Duke of Prussia from 1568 to 1618

Albert Frederick (Albrecht Friedrich; Albrecht Fryderyk; 7 May 1553 - 27 August 1618) was the Duke of Prussia, from 1568 until his death. He was a son of Albert of Prussia and Anna Marie of Brunswick-Lüneburg. He was the second and last Prussian duke of the Ansbach branch of the Hohenzollern family.

==Duke of Prussia==
Albert Frederick became Duke of Prussia after paying feudal homage to his cousin, the King of Poland, Sigismund Augustus, on 19 July 1569 in Lublin. The homage was described by the Polish chronicler Jan Kochanowski in his work Proporzec ("Standard"). During the 1573 Polish election, Albert Frederick attempted to gain acceptance to the Polish senate but was opposed by the powerful Jan Zamoyski (later Grand Hetman of the Crown of the Kingdom of Poland) who feared the influence of Protestants in the Polish legislative body. Albert Frederick initially refused to recognize the election of Stefan Bathory and supported the candidacy of Maximilian of Austria. However, at the Toruń sejm of October 1576 he gave his support to the new monarch.
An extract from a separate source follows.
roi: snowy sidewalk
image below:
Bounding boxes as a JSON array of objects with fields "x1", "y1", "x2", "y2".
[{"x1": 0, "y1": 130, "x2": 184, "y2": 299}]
As the great-grandson of the Polish king Casimir IV Jagiellon, and as a Duke in Prussia who was fluent in Polish, Albert Frederick was seriously considered for a time as a possible candidate for the Polish throne. He particularly enjoyed the support of Polish Lutherans.

In 1572 he began to exhibit signs of mental disorder. He had twice tried to commit suicide and was prone to violent outbursts and held a great fear of " Turks and Muscovites " overrunning Germany.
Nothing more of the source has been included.